On Tuesday’s Carl Higbie FRONTLINE, the host delivered a blistering critique of cultural assimilation in America and made a blunt appeal: immigrants and citizens alike must adopt the values that built this country or risk watching our national cohesion fray. Higbie’s show has increasingly foregrounded this theme as part of its broader mission to defend what he calls “American values” against the corrosive influence of elites and partisan media.
Higbie didn’t couch his message in academic language; he spoke plainly about the costs of celebrating difference when it means excusing behavior that contradicts our laws and civic traditions. That tone tracks with the network’s stated mission for the program to expose big-government overreach and cultural leftism while championing personal responsibility and patriotism.
At its heart this debate isn’t about ethnicity or creed — it’s about whether newcomers learn English, respect the rule of law, and accept the founding principles that made America exceptional. Conservatives should welcome people who want to join our project, but we must insist assimilation means adopting liberty, self-reliance, and respect for institutions that protect our freedoms.
The alternative Mr. Higbie criticized — a permissive multiculturalism that applauds separatism and excuses civic illiteracy — has predictable consequences: fractured communities, declining trust, and a politics of grievance. America was never meant to be an experiment in permanent cultural segregation; it succeeded when shared values and common civic purpose bound people together across backgrounds.

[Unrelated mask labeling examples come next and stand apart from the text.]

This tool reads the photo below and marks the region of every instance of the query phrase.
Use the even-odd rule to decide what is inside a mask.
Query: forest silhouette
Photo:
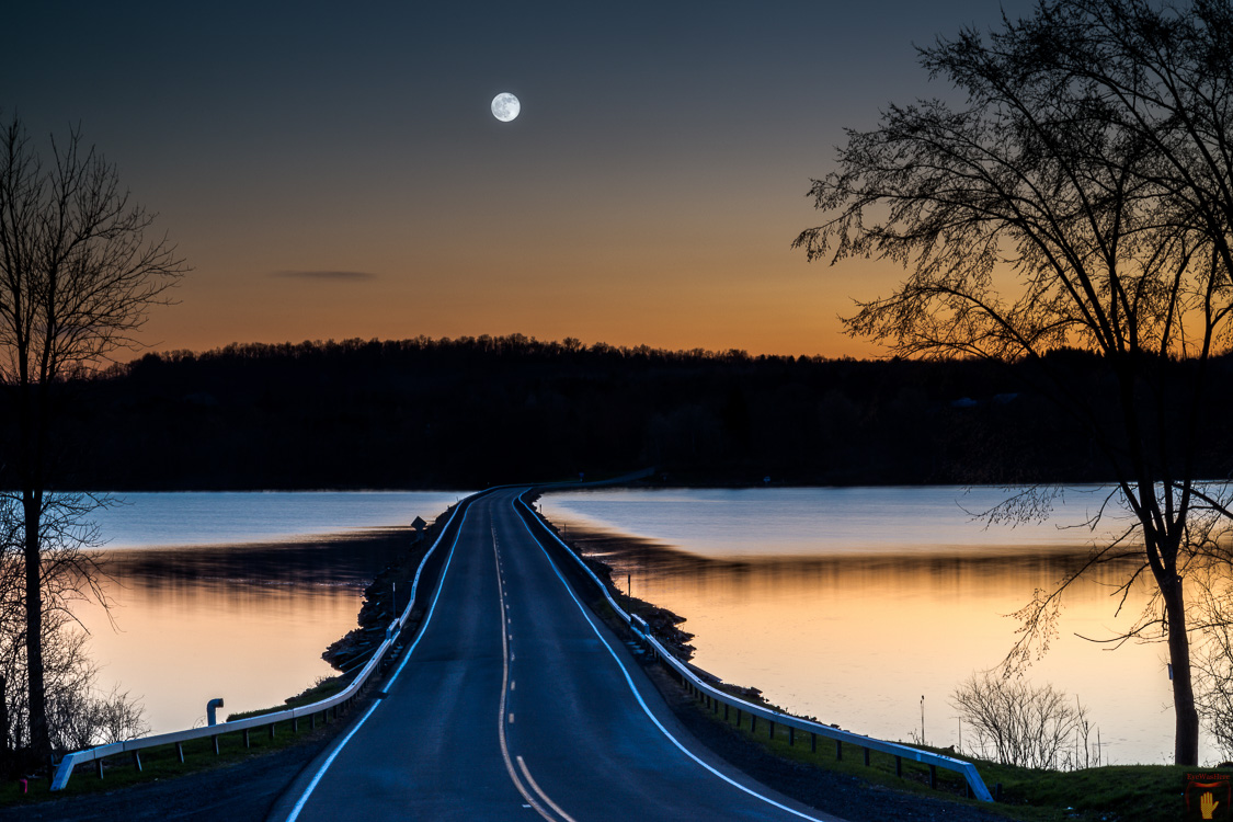
[[[1099,357],[1049,357],[1100,402]],[[113,490],[478,488],[646,466],[668,484],[1108,479],[1083,428],[1031,387],[1037,367],[520,334],[233,344],[64,383],[57,473]],[[1213,408],[1231,372],[1215,362]],[[1224,477],[1228,436],[1203,428],[1202,476]]]

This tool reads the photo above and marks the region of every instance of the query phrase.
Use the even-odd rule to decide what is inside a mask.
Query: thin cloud
[[[275,271],[271,277],[291,277],[293,280],[342,280],[346,282],[359,282],[360,280],[376,280],[377,275],[367,271]]]

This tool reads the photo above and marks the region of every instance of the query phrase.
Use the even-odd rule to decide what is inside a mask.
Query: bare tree
[[[79,129],[44,165],[20,120],[0,134],[0,382],[12,404],[11,471],[21,505],[30,744],[52,749],[44,678],[47,524],[72,535],[80,497],[57,493],[55,421],[67,380],[134,345],[148,309],[184,274],[153,216],[131,202],[113,165]]]
[[[951,694],[967,725],[969,753],[1005,765],[1074,770],[1099,764],[1088,710],[1052,685],[973,674]]]
[[[1088,567],[1137,558],[1123,595],[1155,583],[1160,608],[1131,635],[1168,642],[1179,764],[1198,757],[1187,530],[1196,514],[1229,515],[1224,488],[1195,472],[1233,309],[1231,23],[1219,0],[1047,0],[989,35],[938,39],[921,63],[965,105],[891,106],[878,128],[850,131],[810,192],[829,217],[795,242],[810,259],[907,269],[891,296],[859,303],[850,333],[906,356],[1028,361],[1090,433],[1116,479],[1108,502],[1134,529]],[[1063,349],[1092,356],[1075,368]],[[1009,664],[1047,646],[1074,578],[1022,611]]]

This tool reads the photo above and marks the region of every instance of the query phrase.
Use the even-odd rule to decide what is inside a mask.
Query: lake
[[[1054,521],[985,527],[999,489],[752,488],[549,494],[567,530],[620,535],[603,557],[633,593],[687,617],[694,662],[795,712],[907,739],[956,744],[956,684],[1015,640],[1034,588],[1053,584],[1097,535],[1073,525],[1100,504],[1068,493]],[[332,669],[321,652],[355,626],[364,585],[462,492],[152,493],[100,511],[116,630],[79,606],[99,684],[142,696],[155,732],[280,704]],[[1104,651],[1074,636],[1124,627],[1106,568],[1068,594],[1060,636],[1028,670],[1078,695],[1110,763],[1171,759],[1163,647]],[[1145,590],[1134,592],[1142,603]],[[1136,609],[1132,608],[1132,611]],[[1206,762],[1216,753],[1205,744]]]
[[[948,704],[954,686],[1015,642],[1018,622],[1006,615],[1124,526],[1075,527],[1105,498],[1076,488],[1048,521],[986,527],[974,515],[1005,494],[597,489],[547,494],[541,505],[567,534],[628,537],[600,558],[623,589],[687,617],[699,667],[793,712],[887,739],[920,735],[924,698],[925,739],[946,747],[963,732]],[[1059,636],[1026,677],[1088,706],[1106,763],[1165,763],[1174,720],[1164,647],[1108,651],[1075,636],[1129,625],[1126,612],[1139,612],[1148,589],[1136,587],[1115,617],[1111,594],[1124,578],[1124,567],[1104,567],[1074,585]],[[1206,739],[1200,757],[1218,760]]]
[[[110,619],[76,604],[97,684],[162,733],[279,705],[330,675],[321,653],[356,626],[364,588],[465,493],[131,493],[95,515]],[[113,625],[111,624],[113,622]]]

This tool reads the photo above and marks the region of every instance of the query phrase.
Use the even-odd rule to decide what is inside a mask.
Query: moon
[[[492,116],[503,123],[508,123],[517,117],[522,110],[523,104],[518,102],[518,97],[508,91],[502,91],[492,99]]]

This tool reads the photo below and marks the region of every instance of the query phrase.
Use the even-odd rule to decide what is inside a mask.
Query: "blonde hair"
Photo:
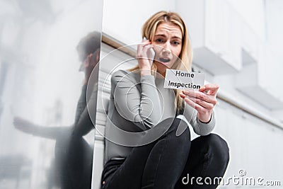
[[[144,24],[142,30],[142,38],[146,38],[150,40],[153,40],[157,27],[162,23],[172,23],[179,26],[183,34],[182,38],[182,50],[179,55],[179,59],[176,60],[171,69],[180,69],[185,71],[191,71],[192,50],[190,40],[187,33],[187,27],[184,21],[180,16],[173,12],[159,11],[153,15]],[[139,65],[129,69],[129,71],[135,71],[139,69]],[[156,65],[154,63],[151,66],[151,74],[156,76]],[[174,89],[175,95],[175,107],[177,113],[180,113],[183,108],[183,98],[180,97],[179,93],[181,90]]]

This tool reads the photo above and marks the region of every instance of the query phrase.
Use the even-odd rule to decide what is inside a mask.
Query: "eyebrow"
[[[165,35],[163,34],[157,34],[157,35],[155,35],[154,37],[164,37],[164,38],[166,38],[166,35]],[[173,36],[172,38],[178,38],[178,39],[182,40],[181,38],[178,37],[178,36]]]

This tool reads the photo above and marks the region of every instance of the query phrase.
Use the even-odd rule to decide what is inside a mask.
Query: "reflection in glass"
[[[0,2],[0,188],[91,188],[102,6]]]

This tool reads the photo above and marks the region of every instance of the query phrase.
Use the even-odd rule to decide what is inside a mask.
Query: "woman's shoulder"
[[[111,81],[112,82],[119,82],[121,80],[127,80],[132,81],[137,81],[140,79],[139,71],[131,71],[129,70],[122,70],[120,69],[115,71],[112,74]]]

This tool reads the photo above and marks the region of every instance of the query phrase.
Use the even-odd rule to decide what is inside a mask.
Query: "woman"
[[[144,25],[142,37],[149,40],[138,45],[138,66],[112,76],[102,188],[216,188],[217,183],[200,185],[200,181],[187,180],[190,176],[202,177],[202,182],[206,177],[213,181],[223,176],[227,167],[226,142],[210,134],[219,87],[207,84],[195,92],[163,88],[166,69],[190,70],[187,29],[177,13],[161,11],[152,16]],[[151,48],[155,52],[152,65],[147,58]],[[190,141],[189,127],[178,115],[201,136]],[[117,127],[131,132],[166,130],[151,142],[142,137],[139,142],[146,144],[138,146],[115,132]],[[184,131],[176,134],[179,127]],[[125,147],[127,142],[131,144]]]

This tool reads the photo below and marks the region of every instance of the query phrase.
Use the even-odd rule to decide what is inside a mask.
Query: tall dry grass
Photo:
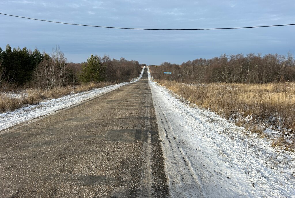
[[[71,93],[89,91],[112,84],[109,82],[90,82],[74,87],[56,87],[48,90],[28,89],[12,96],[11,92],[0,93],[0,112],[12,111],[24,105],[39,103],[45,99],[57,98]]]
[[[190,102],[228,118],[236,119],[241,124],[250,119],[252,123],[280,126],[283,131],[295,130],[294,84],[189,85],[166,80],[158,83]]]

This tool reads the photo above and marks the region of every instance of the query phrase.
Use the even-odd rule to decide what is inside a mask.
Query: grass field
[[[294,147],[295,84],[291,83],[186,84],[160,80],[164,86],[192,103],[209,109],[262,136],[266,128],[281,134],[273,146]]]
[[[14,111],[24,105],[38,103],[44,99],[57,98],[72,93],[88,91],[110,85],[109,82],[91,82],[74,87],[55,88],[48,90],[28,89],[0,93],[0,112]]]

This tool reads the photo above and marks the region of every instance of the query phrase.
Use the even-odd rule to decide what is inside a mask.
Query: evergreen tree
[[[79,75],[80,80],[84,82],[101,81],[100,67],[100,60],[98,56],[91,54],[87,59],[87,62],[82,65],[82,71]]]

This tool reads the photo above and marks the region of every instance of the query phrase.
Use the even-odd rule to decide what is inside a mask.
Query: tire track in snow
[[[157,101],[154,101],[154,104],[157,108],[160,110],[160,114],[162,116],[159,116],[162,124],[159,127],[162,128],[165,131],[166,135],[166,142],[169,143],[171,151],[169,155],[166,155],[166,157],[172,159],[170,156],[173,157],[174,161],[171,162],[173,168],[177,169],[178,173],[178,175],[167,175],[169,179],[169,187],[170,188],[171,195],[173,197],[206,197],[203,191],[200,182],[199,176],[194,171],[190,161],[186,157],[182,149],[178,146],[180,143],[177,140],[176,137],[173,132],[171,124],[167,118],[165,113],[163,110],[160,105]],[[160,113],[156,112],[156,115],[158,117]],[[157,115],[158,114],[158,115]],[[163,118],[163,119],[162,118]],[[161,129],[159,128],[160,130]],[[171,138],[171,136],[172,138]],[[165,143],[164,144],[167,144]],[[169,152],[167,151],[167,146],[163,145],[164,150],[166,150],[166,153]],[[170,165],[165,164],[166,166]],[[166,172],[166,174],[169,173]],[[178,179],[173,180],[172,178]],[[171,192],[171,190],[173,189]]]

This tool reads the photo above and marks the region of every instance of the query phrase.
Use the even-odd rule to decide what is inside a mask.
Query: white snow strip
[[[172,197],[295,197],[294,153],[182,102],[148,71]]]
[[[38,104],[28,105],[14,111],[0,113],[0,131],[61,109],[76,105],[85,100],[136,82],[141,78],[145,67],[144,67],[139,76],[129,82],[120,83],[88,91],[67,95],[56,99],[44,100]]]

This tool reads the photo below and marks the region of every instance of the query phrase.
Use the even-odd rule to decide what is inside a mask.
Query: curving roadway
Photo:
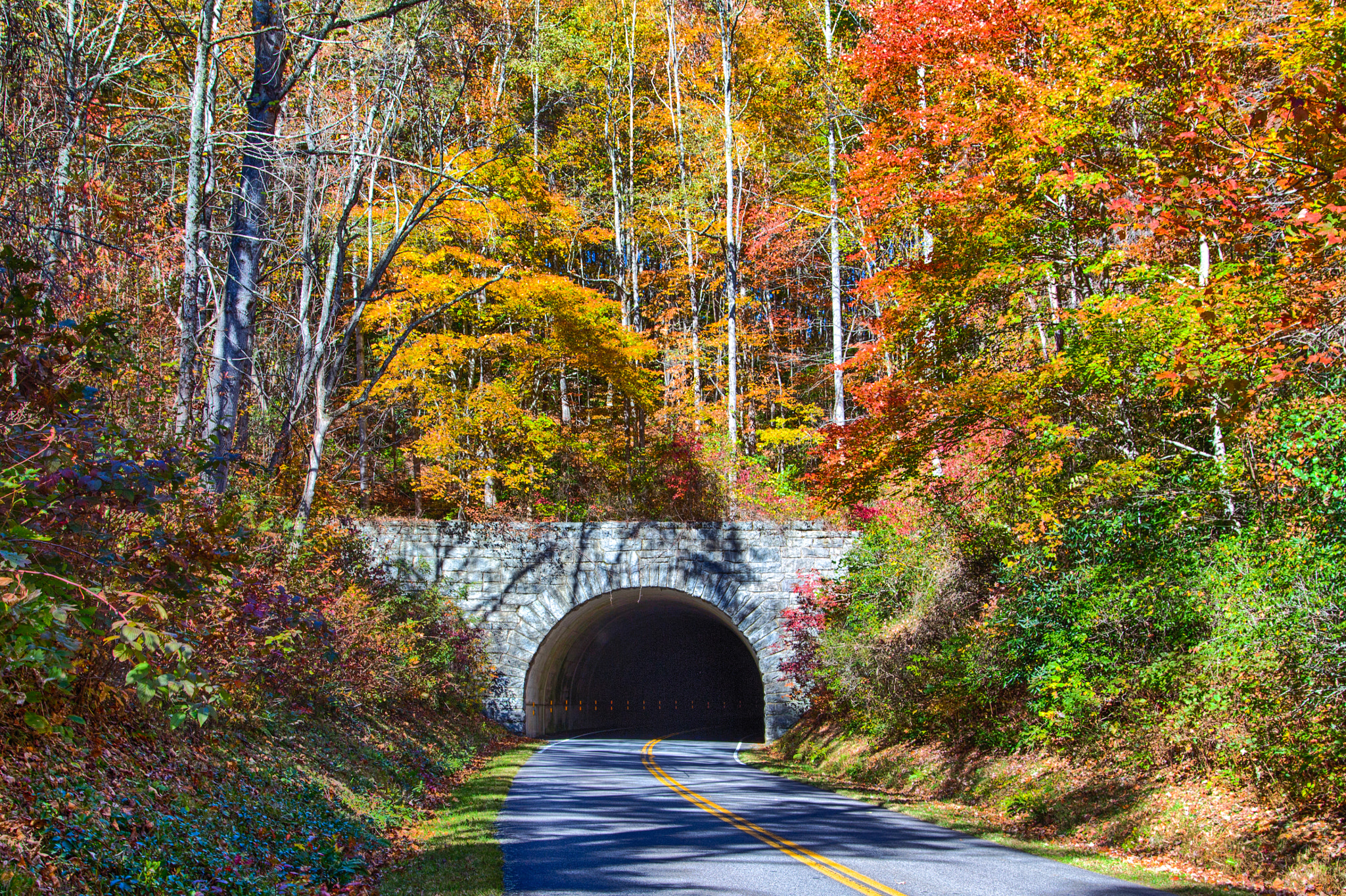
[[[769,775],[738,761],[738,747],[734,740],[669,740],[631,729],[548,744],[520,770],[499,815],[506,891],[1158,892]]]

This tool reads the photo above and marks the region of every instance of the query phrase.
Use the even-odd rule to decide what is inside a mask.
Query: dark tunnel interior
[[[723,612],[668,589],[612,592],[568,613],[533,658],[525,704],[533,737],[614,728],[763,735],[752,650]]]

Policy follows culture, so Higbie’s call has practical implications: enforce our borders, reform welfare and immigration incentives so newcomers integrate, and strengthen schools to teach civics, history, and the English language. Those are not radical asks; they are commonsense measures that restore the social compact and reward assimilation rather than penalize it.
Patriots should take his message as a challenge. If conservatives want a country that endures, we must win the cultural argument, elect leaders who will demand integration, and stop apologizing for expecting newcomers to join the American project. The future of our republic depends less on abstract lectures and more on passing down a shared belief in liberty, responsibility, and country.